The proposed base case envisions an average 2.4 Mlb per year U3O8 yellowcake production rate, and an 88% ultimate recovery, generating an eleven-year mine life and a total forecast production of 26.4 Mlb U3O8. The project economics are at a long-term uranium price of US$58/lb U3O8. Initial capital costs are estimated at US$123 million, with total LoM capital costs at US$183 million, cash operating costs of US$31.1 / lb U3O8 excluding royalties, and US$36.4/lb U3O8 including royalties.

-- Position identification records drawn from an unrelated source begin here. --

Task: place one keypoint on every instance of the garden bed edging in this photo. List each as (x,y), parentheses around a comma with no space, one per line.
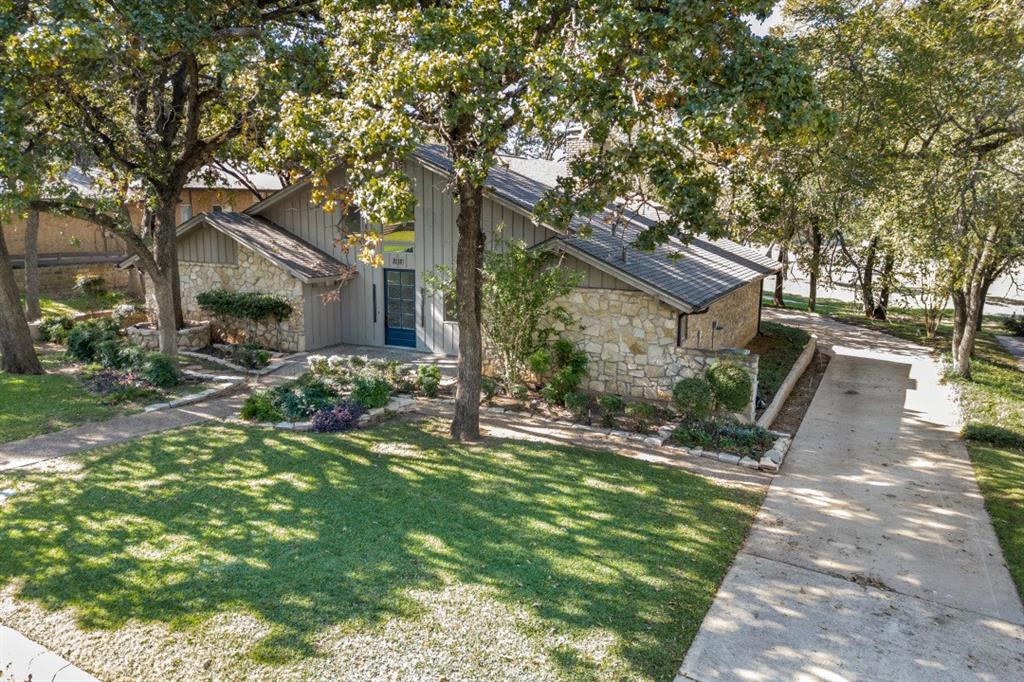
(782,394)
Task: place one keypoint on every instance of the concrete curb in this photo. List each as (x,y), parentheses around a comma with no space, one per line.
(796,372)
(273,366)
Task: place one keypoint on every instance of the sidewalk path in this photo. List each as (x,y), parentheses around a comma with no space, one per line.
(1015,346)
(872,556)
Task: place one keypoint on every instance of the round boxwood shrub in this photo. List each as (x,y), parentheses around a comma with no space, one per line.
(693,398)
(260,407)
(370,392)
(731,385)
(161,370)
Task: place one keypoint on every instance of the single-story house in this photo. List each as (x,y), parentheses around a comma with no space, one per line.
(647,318)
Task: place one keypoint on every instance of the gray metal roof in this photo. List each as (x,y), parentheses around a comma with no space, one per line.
(689,275)
(295,255)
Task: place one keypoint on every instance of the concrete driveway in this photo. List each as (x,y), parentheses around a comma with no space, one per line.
(872,557)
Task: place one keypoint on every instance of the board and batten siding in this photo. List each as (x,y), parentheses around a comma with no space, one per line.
(356,316)
(206,245)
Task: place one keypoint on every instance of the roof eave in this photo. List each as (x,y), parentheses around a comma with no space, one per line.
(619,273)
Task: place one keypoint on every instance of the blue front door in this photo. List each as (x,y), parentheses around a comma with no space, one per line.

The PEA is considered preliminary in nature and includes Inferred Mineral Resources that are considered too speculative geologically to have the economic considerations applied to them that would enable them to be categorized as Mineral Reserves. Mineral Resources that are not Mineral Reserves have not yet demonstrated economic viability. Due to the uncertainty that may be attached to Inferred Mineral Resources, it cannot be assumed that all or any part of an Inferred Mineral Resource will be upgraded to an Indicated or Measured Mineral Resource as a result of continued exploration or Mineral Reserves once economic considerations are applied; therefore, there is no certainty that the production profile concluded in the PEA will be realized.
Resource Table
Deposit | Category | Tonnes (Mt) | U3O8 Grade (ppm) | U3O8 (Mlb) |
---|---|---|---|---|
Muntanga2 | Measured | 1.9 | 481 | 2.0 |
Indicated | 8.4 | 314 | 5.8 | |
Inferred | 7.2 | 206 | 3.3 | |
Dibwe2 | Inferred | 17.0 | 239 | 9.0 |
Dibwe East2 | Inferred | 43.1 | 304 | 28.9 |
Gwabe3 | Measured | 1.3 | 237 | 0.7 |
Indicated | 3.6 | 313 | 2.5 | |
Inferred | 0.7 | 178 | 0.3 | |
Njame3 | Measured | 2.7 | 350 | 2.1 |
Indicated | 3.7 | 252 | 2.1 | |
Inferred | 2.1 | 225 | 1.1 | |
Njame South3 | Inferred | 4.4 | 250 | 2.4 |
Sub-total Measured | 5.9 | 366 | 4.8 | |
Sub-total Indicated | 15.7 | 299 | 10.4 | |
Measured and Indicated | 21.6 | 317.5 | 15.1 | |
Inferred | 74.6 | 273.0 | 44.9 |
- Mineral Resources have not been constrained by pit shells, however, almost all of the mineralisation occurs within 125 m of surface with uranium grades which are, in general, considered to have reasonable prospects for eventual economic extraction by open pit mining.
- The cut-off grade used for reporting the Mineral Resource is 100 ppm U3O8, which is applied directly to block model cells.
- No U3O8 ppm cut-off is applied to block model cells for reporting the Mineral Resource. However, the outer limits block model was constrained within a 100 ppm U3O8 wireframe used for geological modelling.